Florida's new law punishing doctors for questioning their patients about firearms is a prime example of the state's powerful gun lobby overstepping its bounds. The law, nicknamed "Docs vs. Glocks," infringes upon the free speech rights of doctors and patients, and it interferes with the doctor-patient relationship. That didn't stop lawmakers beholden to the National Rifle Association from passing the statute in the last legislative session, or Gov. Rick Scott from signing it into law. But now a federal judge in Miami has blocked the law, and it should be clear to everyone that what is at issue is not gun rights but the suspension of common sense.
The Firearm Owners' Privacy Act, a novel reach into doctors' offices around Florida, was challenged by physician and gun control groups on First Amendment grounds. The suit targets provisions of the new law that open physicians to disciplinary action if they ask their patients about gun ownership without it being relevant to safety, or if they record that information into a database. The law also prohibits physicians from discriminating or harassing a patient because of firearm ownership.
As originally filed by Rep. Jason Brodeur, R-Sanford, and Sen. Greg Evers, R-Baker, doctors could be punished for up to five years in prison and a $5 million fine. Those pernicious elements were removed, and the law was revised to no longer prohibit doctors from inquiring about guns in all cases. But as U.S. District Judge Marcia Cooke pointed out in granting a preliminary injunction, the law provides for disciplinary action for inappropriately asking about guns in the home, which makes it an infringement on free speech.
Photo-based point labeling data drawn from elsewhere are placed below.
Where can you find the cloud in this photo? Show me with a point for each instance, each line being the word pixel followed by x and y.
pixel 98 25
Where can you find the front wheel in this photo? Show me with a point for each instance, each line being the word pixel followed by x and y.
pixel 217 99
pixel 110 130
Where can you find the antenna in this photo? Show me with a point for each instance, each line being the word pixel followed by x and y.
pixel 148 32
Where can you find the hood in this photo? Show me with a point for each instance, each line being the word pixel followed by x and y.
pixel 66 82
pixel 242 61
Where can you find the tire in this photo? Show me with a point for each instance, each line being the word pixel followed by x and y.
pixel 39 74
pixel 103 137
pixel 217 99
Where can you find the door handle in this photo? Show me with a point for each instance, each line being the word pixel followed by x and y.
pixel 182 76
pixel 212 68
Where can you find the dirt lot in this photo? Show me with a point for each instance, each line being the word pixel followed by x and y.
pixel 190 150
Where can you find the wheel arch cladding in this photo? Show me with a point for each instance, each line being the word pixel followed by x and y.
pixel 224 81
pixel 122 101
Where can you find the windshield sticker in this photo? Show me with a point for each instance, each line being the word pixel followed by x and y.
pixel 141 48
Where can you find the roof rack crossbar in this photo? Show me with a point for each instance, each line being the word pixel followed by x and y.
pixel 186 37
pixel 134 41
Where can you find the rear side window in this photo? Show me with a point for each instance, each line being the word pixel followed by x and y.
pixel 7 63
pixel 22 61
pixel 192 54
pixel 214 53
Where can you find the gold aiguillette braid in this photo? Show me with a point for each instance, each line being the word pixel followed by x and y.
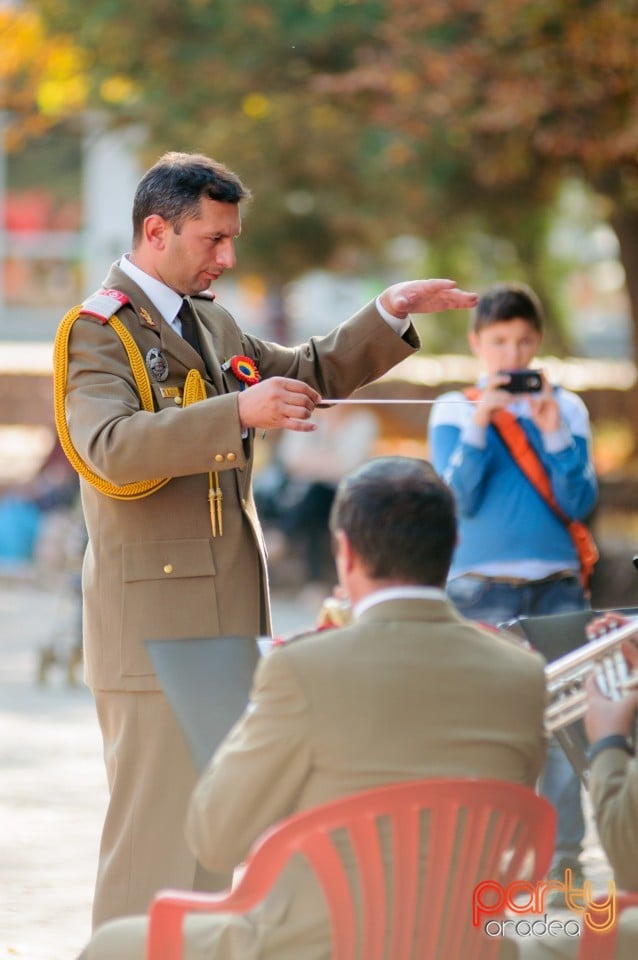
pixel 194 390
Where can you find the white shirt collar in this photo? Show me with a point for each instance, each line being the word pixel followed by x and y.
pixel 167 301
pixel 397 593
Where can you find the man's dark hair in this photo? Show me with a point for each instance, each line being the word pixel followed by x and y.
pixel 508 301
pixel 174 186
pixel 400 519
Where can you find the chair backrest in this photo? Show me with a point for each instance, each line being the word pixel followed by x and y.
pixel 445 836
pixel 415 852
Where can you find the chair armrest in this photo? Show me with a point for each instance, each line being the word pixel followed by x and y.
pixel 595 944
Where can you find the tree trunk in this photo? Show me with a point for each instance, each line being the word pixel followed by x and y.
pixel 625 223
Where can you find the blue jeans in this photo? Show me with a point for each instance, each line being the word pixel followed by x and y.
pixel 496 603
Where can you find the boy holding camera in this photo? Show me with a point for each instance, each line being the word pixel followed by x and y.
pixel 516 452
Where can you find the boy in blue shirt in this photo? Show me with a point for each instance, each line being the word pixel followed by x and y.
pixel 515 555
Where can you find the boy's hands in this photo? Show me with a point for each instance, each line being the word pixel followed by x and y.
pixel 544 409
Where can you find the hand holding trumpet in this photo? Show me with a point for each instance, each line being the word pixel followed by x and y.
pixel 606 716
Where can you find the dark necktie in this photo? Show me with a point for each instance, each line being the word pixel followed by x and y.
pixel 189 329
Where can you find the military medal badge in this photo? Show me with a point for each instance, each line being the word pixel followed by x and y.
pixel 245 369
pixel 157 364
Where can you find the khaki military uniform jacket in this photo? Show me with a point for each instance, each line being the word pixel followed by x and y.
pixel 152 568
pixel 410 690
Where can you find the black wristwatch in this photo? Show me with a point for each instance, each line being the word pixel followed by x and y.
pixel 606 743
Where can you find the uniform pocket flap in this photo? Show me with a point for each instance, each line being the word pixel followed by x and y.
pixel 167 559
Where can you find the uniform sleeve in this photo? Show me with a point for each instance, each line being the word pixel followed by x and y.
pixel 614 793
pixel 258 772
pixel 355 353
pixel 119 440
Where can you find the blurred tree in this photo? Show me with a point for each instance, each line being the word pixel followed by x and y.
pixel 355 121
pixel 42 75
pixel 497 101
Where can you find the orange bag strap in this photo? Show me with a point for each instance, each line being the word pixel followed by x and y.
pixel 526 458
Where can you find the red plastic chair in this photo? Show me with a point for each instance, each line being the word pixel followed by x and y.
pixel 595 945
pixel 491 828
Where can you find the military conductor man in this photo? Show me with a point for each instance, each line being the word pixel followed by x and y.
pixel 409 689
pixel 158 395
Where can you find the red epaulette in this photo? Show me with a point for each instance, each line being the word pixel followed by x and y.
pixel 103 304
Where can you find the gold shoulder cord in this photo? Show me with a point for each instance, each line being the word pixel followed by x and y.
pixel 194 390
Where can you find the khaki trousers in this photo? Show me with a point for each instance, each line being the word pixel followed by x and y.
pixel 150 778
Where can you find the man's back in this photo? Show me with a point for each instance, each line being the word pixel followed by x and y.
pixel 410 690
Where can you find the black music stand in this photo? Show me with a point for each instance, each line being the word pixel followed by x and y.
pixel 207 682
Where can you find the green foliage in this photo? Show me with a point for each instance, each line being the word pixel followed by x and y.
pixel 355 121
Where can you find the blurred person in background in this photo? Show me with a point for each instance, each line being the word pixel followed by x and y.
pixel 521 470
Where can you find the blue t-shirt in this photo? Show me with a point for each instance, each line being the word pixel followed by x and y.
pixel 505 527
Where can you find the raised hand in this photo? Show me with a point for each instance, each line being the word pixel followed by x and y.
pixel 426 296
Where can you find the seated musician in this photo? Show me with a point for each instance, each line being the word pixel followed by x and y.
pixel 613 788
pixel 408 689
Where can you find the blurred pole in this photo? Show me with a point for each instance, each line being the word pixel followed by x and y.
pixel 3 216
pixel 111 171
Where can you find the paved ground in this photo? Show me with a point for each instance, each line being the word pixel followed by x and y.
pixel 52 787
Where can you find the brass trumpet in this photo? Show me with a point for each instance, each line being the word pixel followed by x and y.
pixel 566 676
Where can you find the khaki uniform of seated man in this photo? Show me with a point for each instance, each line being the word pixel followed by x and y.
pixel 409 689
pixel 613 788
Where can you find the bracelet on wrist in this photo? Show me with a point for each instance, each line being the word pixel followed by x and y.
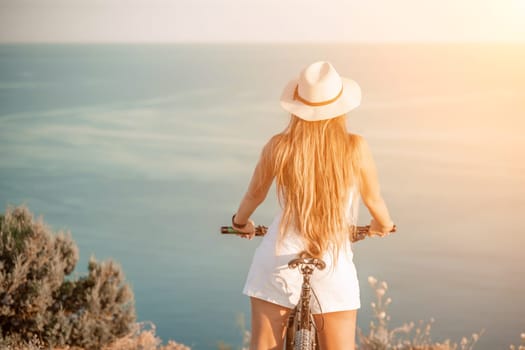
pixel 234 224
"The law directly targets protected expression by restricting it," she wrote.
The destructiveness of this law is evinced by the bill's final legislative analysis, which said the statute's intent is to respond to policies like the American Medical Association's suggestion that its members inquire about guns "as a part of childproofing the home and to educate patients to the dangers of firearms to children."
Sensible preventive medicine. That was the menace the Florida Legislature banished from the state.
There is no viable way to defend this law in court. The state tried to point to examples of gun-owning patients being "harassed" by doctors. But, as Cooke noted, the state "failed to provide any specific evidence" that such problems are widespread.
Most absurdly, the state claimed that the statute protects the Second Amendment right to keep arms. Cooke deftly cast that argument aside, saying the Second Amendment protects the right to physically retain or have custody of weapons, not privacy for gun owners.
The state has no valid arguments defending the constitutionality of the doctor gag law. An appeal of Cooke's ruling will be a waste of taxpayer money and a wrongheaded attempt to salvage a backward law.